Une photo dépeint un garçon qui fuit, sur son vélo, un incendie féroce. Cette photo a été prise mardi par Uriya Kabir, 13 ans, l’enfant sur le vélo est Yonatan Regev, 7 ans. Les deux enfants sont originaires de la zone du kibboutz Mefalsim dans la zone frontalière de Gaza. La photo s’est diffusée sur les médias sociaux et a été imprimée sur une double page dans le quotidien hébreu Yedioth Ahronoth [le plus grand des quotidiens israéliens].

Il est difficile d’être indifférent à l’arrière-plan fait de flammes rougeoyantes et au garçon en fuite. On dirait presque le Vietnam après un bombardement états-unien au napalm. La souffrance de ce garçon n’est pas à prendre à la légère. Cependant, il a un foyer équipé d’électricité et d’eau potable, un abri et une chambre d’enfant. Et ce garçon est libre de se déplacer où il veut. Il a peut-être déjà séjourné à l’étranger. Pour autant qu’on puisse le prédire, son avenir est assuré et son sort est entre ses propres mains. C’est un enfant comme tous les autres enfants du «premier monde», même si sa vie n’a pas été facile ces derniers mois et si ses nuits sont terrifiantes.
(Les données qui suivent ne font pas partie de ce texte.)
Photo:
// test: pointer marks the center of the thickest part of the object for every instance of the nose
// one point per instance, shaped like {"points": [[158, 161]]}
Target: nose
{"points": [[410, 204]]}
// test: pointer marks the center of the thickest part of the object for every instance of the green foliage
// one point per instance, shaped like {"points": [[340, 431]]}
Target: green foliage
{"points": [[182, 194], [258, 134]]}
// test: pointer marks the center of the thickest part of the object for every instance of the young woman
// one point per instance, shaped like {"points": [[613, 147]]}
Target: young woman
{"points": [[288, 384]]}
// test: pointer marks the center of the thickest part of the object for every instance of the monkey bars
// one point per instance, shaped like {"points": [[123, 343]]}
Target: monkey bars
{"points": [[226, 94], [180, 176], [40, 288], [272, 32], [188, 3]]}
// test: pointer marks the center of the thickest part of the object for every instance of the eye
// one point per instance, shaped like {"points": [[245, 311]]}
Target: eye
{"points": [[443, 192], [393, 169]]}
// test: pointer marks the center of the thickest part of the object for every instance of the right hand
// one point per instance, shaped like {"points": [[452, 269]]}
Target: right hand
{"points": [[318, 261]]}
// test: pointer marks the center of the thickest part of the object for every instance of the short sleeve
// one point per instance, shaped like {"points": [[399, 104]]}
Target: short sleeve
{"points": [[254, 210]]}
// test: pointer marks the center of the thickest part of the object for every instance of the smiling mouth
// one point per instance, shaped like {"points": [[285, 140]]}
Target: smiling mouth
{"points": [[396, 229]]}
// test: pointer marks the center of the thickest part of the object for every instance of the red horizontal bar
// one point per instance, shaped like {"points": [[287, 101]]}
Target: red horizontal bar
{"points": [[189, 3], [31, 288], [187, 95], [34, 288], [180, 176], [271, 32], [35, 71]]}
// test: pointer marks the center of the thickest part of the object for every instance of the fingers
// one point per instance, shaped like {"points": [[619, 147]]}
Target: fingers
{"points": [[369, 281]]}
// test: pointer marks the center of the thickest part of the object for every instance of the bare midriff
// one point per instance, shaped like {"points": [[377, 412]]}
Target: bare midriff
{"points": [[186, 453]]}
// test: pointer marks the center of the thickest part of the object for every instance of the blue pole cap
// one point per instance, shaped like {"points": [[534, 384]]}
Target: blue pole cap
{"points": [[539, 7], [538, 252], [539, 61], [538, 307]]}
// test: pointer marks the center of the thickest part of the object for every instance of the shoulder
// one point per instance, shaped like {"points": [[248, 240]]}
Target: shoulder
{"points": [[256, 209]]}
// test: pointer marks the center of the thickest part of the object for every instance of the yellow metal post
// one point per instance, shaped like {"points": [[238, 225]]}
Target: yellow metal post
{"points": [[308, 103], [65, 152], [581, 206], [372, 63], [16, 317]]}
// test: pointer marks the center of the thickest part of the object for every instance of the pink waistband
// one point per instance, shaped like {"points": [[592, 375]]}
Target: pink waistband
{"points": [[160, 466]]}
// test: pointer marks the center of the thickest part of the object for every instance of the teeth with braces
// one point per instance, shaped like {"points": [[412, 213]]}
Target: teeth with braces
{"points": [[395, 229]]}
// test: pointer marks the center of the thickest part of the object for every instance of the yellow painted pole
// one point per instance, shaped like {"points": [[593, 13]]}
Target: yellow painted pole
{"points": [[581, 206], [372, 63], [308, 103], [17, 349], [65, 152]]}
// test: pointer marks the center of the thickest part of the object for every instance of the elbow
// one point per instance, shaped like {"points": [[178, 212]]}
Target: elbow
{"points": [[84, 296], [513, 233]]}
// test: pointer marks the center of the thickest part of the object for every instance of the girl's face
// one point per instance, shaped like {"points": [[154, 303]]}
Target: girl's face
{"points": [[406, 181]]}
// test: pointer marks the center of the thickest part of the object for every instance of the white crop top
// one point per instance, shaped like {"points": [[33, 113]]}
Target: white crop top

Mais lorsque les pompiers lui ont ordonné de s’éloigner du feu, il a pu rentrer au kibboutz avec confiance. Or, il n’y a pas un seul enfant à Gaza qui puisse rêver d’une vie comme celle de Yonatan. Les enfants de Gaza n’ont jamais entendu parler d’abris ni d’eau potable. La plupart d’entre eux ne disposent pas d’un vélo comme celui de Yonatan.

De l’autre côté de la clôture, d’où sont lancés les cerfs-volants incendiaires, ils veulent rendre la vie malheureuse à Yonatan et à ses amis. C’est le seul moyen dont ils disposent pour rappeler à Yonatan, aux Israéliens et au monde que leur vie est bien plus terrifiante. Peut-être espèrent-ils que le fait de rendre la vie difficile à Yonatan fera que quelqu’un se souviendra de leur triste sort et fera quelque chose pour les sauver.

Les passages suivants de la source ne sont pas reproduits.